La chambre sociale de la Cour de cassation élargit, après l’amiante, par trois arrêts rendus le 11 septembre 2019 au bénéfice de salariés mineurs de fond, la réparation du préjudice d’anxiété à toutes substances nocives ou toxiques générant un risque élevé de développer une pathologie grave.
Pour mémoire, le préjudice d’anxiété permet l’indemnisation de personnes qui ne sont pas malades, mais s’inquiètent de le devenir.
Tout salarié exposé à une substance nocive ou toxique peut désormais demander, du moins en principe, réparation à son employeur du fait des manquements de ce dernier à son obligation de sécurité.
Pour ce faire, la Cour de cassation vise les « règles de droit commun régissant l’obligation de sécurité de l’employeur » à savoir les articles L. 4121-1 et L. 4121-2 du Code du travail.
Selon la Cour de cassation, tout « salarié qui justifie d’une exposition à une substance nocive ou toxique générant un risque élevé de développer une pathologie grave et d’un préjudice d’anxiété personnellement subi résultant d’une telle exposition » peut prétendre à une indemnisation spécifique à ce titre.
La Cour d’Appel de Metz, censurée par la Haute juridiction, avait estimé que « la réparation du préjudice spécifique d’anxiété, défini par la situation d’inquiétude permanente face au risque de déclaration à tout moment d’une maladie liée à l’amiante, n’ [était] admise, pour les salariés exposés à l’amiante, qu’au profit de ceux remplissant les conditions prévues par l’article 41 de la loi du 23 décembre 1998 et l’arrêté ministériel pris en application ».
La Haute juridiction balaie un tel raisonnement au visa des règles de droit commun régissant l’obligation de sécurité de l’employeur laquelle (naturellement) bénéficie à l’ensemble des salariés.
Sur le fond, il convient de préciser que la Cour d’Appel de Metz avait relevé de façon quelque peu surabondante voire contradictoire que les attestations et les témoignages communiqués par les différents salariés faisant état de constats alarmants en termes de sécurité et de santé au travail ne pouvaient être reliés directement à la situation concrète de chaque demandeur en fonction des différents postes successivement occupés par eux.
Il convenait donc pour les juges du fond d’apprécier l’existence d’un préjudice personnel subi par chaque salarié pris individuellement et consécutif aux manquements de l’employeur, ce que l’on peut, il est vrai, légitimement concevoir sur le plan juridique, en particulier, dans le cadre d’une action en responsabilité de droit commun.
Il convient de noter enfin que la Cour d’Appel de Metz avait estimé aux termes des décisions censurées qu’il était démontré que l’employeur avait pris « toutes mesures nécessaires de protection, tant individuelle que collective, et également d’information » de sorte qu’aucun manquement ne pouvait lui être reproché, l’employeur, il est vrai, n’étant désormais plus astreint à une obligation de sécurité de résultat envers ses salariés (Soc. 1er juin 2016 n° 14-19.702).
Or, précisément, la Cour de cassation reproche aux juges du fond de ne pas avoir suffisamment établi que « l’employeur avait démontré qu’il avait effectivement mis en oeuvre les mesures nécessaires pour assurer la sécurité et protéger la santé physique et mentale des travailleurs, telles que prévues aux articles L. 4121-1 et L. 4121-2 du Code du travail ».

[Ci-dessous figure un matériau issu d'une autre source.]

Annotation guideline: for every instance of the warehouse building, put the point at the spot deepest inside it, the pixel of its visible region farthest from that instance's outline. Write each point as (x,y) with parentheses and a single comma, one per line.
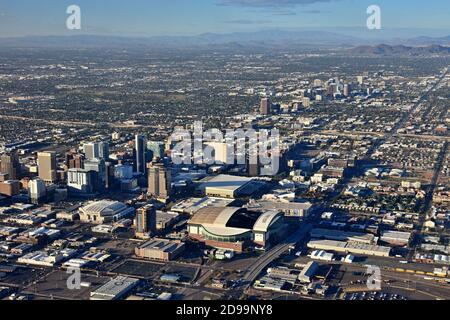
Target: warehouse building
(160,249)
(350,247)
(290,209)
(226,186)
(329,234)
(396,238)
(100,212)
(235,229)
(115,289)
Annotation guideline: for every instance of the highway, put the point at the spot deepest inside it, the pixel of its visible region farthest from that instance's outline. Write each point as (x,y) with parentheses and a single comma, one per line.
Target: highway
(275,253)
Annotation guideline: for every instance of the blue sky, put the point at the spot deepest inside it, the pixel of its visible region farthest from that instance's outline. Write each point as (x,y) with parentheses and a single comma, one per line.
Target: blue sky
(179,17)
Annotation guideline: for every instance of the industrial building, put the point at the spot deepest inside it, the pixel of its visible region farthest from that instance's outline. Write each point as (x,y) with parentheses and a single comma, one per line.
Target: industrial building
(308,272)
(350,247)
(290,209)
(160,249)
(225,186)
(338,235)
(104,211)
(115,289)
(396,238)
(236,228)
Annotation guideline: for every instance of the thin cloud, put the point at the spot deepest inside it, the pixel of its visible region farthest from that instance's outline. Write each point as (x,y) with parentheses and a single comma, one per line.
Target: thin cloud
(269,3)
(247,22)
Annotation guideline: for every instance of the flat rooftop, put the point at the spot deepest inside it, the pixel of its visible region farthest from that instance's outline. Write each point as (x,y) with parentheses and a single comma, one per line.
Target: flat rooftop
(225,182)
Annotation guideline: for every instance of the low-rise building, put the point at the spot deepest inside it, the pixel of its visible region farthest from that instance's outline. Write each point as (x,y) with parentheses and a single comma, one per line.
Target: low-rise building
(160,249)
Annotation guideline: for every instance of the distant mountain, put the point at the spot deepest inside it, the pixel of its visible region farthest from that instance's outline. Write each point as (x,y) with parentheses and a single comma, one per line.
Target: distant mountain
(259,39)
(443,41)
(384,49)
(270,37)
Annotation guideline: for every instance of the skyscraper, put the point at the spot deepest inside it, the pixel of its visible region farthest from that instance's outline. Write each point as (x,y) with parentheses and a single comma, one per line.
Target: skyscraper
(96,150)
(47,166)
(145,222)
(140,154)
(99,167)
(265,106)
(37,190)
(74,160)
(10,165)
(81,181)
(159,181)
(156,149)
(346,90)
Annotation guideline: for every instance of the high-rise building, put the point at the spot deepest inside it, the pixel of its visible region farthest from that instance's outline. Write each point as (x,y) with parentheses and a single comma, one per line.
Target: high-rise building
(91,151)
(99,167)
(81,181)
(220,153)
(156,149)
(74,160)
(47,166)
(37,190)
(140,154)
(265,107)
(96,150)
(103,150)
(10,188)
(159,181)
(346,90)
(10,165)
(306,102)
(145,222)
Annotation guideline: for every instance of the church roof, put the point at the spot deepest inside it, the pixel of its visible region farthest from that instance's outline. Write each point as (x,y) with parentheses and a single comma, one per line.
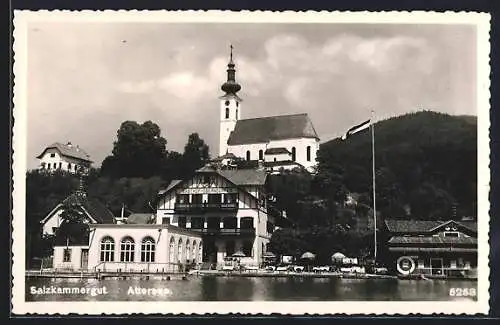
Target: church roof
(264,129)
(68,150)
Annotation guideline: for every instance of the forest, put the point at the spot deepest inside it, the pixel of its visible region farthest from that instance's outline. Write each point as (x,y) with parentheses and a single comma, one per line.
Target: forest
(426,168)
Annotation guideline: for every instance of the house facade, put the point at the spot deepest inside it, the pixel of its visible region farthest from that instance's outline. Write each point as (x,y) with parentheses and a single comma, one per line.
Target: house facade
(433,248)
(92,211)
(67,157)
(289,139)
(228,208)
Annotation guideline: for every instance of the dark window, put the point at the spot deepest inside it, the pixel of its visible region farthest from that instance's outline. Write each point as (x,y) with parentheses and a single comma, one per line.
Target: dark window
(107,250)
(230,198)
(182,198)
(214,198)
(67,255)
(230,247)
(213,223)
(270,227)
(197,223)
(127,247)
(182,222)
(148,250)
(247,248)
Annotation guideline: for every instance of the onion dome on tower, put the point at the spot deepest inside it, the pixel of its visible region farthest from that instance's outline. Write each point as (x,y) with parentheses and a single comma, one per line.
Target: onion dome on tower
(231,86)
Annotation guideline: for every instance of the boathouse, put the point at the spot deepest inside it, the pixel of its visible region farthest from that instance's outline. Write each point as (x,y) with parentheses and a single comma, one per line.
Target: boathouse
(433,248)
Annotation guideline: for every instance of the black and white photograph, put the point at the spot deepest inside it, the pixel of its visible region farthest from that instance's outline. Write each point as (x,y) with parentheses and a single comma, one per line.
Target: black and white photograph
(269,162)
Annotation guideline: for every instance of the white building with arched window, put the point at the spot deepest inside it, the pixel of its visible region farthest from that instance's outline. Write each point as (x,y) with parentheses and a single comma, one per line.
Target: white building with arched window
(284,141)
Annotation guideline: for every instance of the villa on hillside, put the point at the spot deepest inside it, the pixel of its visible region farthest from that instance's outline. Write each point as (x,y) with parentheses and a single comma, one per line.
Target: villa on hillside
(66,157)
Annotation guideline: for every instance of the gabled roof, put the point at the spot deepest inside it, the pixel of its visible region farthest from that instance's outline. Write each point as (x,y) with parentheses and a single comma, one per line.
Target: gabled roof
(423,226)
(68,150)
(432,240)
(92,206)
(239,177)
(242,177)
(276,151)
(264,129)
(141,218)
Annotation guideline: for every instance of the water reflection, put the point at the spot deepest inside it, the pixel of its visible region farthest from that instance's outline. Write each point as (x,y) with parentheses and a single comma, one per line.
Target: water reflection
(255,289)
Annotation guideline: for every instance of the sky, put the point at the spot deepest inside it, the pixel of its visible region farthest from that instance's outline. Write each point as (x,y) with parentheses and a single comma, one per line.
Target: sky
(86,78)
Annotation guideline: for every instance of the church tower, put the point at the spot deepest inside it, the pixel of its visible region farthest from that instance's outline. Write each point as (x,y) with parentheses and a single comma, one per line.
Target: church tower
(230,106)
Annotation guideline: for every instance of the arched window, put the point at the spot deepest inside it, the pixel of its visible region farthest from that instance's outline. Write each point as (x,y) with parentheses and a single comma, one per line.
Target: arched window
(148,250)
(246,223)
(107,249)
(171,251)
(188,251)
(179,251)
(127,250)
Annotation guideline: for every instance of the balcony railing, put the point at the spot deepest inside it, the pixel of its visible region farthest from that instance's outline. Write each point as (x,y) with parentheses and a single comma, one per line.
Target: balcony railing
(205,207)
(226,231)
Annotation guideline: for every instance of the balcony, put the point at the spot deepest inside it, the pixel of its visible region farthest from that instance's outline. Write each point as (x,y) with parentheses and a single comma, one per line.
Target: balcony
(204,207)
(227,231)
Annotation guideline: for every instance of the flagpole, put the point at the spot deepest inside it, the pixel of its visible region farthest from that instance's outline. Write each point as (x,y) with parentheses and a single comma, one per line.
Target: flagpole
(372,126)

Il convient de rappeler en effet qu’il résulte des dispositions de l’article L. 4121-2 du Code du travail que l’employeur met en oeuvre les mesures nécessaires pour assurer la sécurité et protéger la santé physique et mentale des travailleurs sur le fondement des principes généraux de prévention tels que « l’évaluation des risques qui ne peuvent pas être évités », en les « combattant à la source » et « en adaptant le travail à l’homme » notamment.

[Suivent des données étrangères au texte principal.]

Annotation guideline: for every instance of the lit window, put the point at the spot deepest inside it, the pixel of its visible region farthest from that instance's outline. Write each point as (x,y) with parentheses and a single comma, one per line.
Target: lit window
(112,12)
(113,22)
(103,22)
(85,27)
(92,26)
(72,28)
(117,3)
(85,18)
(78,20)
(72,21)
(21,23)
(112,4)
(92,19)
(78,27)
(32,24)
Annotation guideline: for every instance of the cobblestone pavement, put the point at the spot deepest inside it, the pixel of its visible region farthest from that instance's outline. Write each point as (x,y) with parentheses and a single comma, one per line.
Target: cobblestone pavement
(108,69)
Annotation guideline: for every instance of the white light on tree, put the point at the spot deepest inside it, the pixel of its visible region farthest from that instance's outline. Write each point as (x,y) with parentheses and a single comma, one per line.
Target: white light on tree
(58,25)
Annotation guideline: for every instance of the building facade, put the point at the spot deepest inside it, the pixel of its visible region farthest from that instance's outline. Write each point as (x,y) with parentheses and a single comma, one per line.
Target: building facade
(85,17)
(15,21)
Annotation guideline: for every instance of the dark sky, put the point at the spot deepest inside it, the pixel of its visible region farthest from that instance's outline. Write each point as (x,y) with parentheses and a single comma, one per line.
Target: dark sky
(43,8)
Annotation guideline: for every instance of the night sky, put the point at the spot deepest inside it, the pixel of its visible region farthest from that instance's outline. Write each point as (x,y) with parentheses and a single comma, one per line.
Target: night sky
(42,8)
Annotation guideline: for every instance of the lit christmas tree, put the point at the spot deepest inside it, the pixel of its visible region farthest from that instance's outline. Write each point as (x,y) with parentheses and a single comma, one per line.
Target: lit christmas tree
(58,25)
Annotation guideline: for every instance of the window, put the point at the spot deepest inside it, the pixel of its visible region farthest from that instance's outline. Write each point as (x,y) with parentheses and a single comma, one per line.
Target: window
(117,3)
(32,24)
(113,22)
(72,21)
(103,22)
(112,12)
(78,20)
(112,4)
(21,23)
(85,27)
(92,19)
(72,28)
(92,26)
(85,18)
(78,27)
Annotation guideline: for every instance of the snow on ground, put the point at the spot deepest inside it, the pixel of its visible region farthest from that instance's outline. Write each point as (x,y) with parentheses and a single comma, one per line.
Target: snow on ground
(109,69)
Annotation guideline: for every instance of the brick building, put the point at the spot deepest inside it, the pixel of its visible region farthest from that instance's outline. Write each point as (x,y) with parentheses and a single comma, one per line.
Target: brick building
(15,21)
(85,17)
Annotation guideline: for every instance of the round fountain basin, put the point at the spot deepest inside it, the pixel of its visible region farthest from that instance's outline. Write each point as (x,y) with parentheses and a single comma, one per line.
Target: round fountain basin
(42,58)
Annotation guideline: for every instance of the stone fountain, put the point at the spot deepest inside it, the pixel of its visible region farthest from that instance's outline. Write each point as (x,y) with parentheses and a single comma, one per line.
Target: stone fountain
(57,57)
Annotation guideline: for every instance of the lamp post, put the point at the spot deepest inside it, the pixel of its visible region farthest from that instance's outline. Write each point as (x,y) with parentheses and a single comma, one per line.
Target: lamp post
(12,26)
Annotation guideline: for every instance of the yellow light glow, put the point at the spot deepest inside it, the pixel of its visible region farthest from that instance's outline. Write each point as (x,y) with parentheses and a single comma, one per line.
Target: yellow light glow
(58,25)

C’est au l’aune des principes généraux de prévention que le Cour d’Appel de renvoi de Douai devra donc apprécier la réalité des manquements éventuels de l’employeur en termes de santé et de sécurité au travail et rechercher si les conditions de mise en oeuvre de la responsabilité de ce dernier sont réunies, s’agissant pour l’employeur d’une obligation de sécurité renforcée.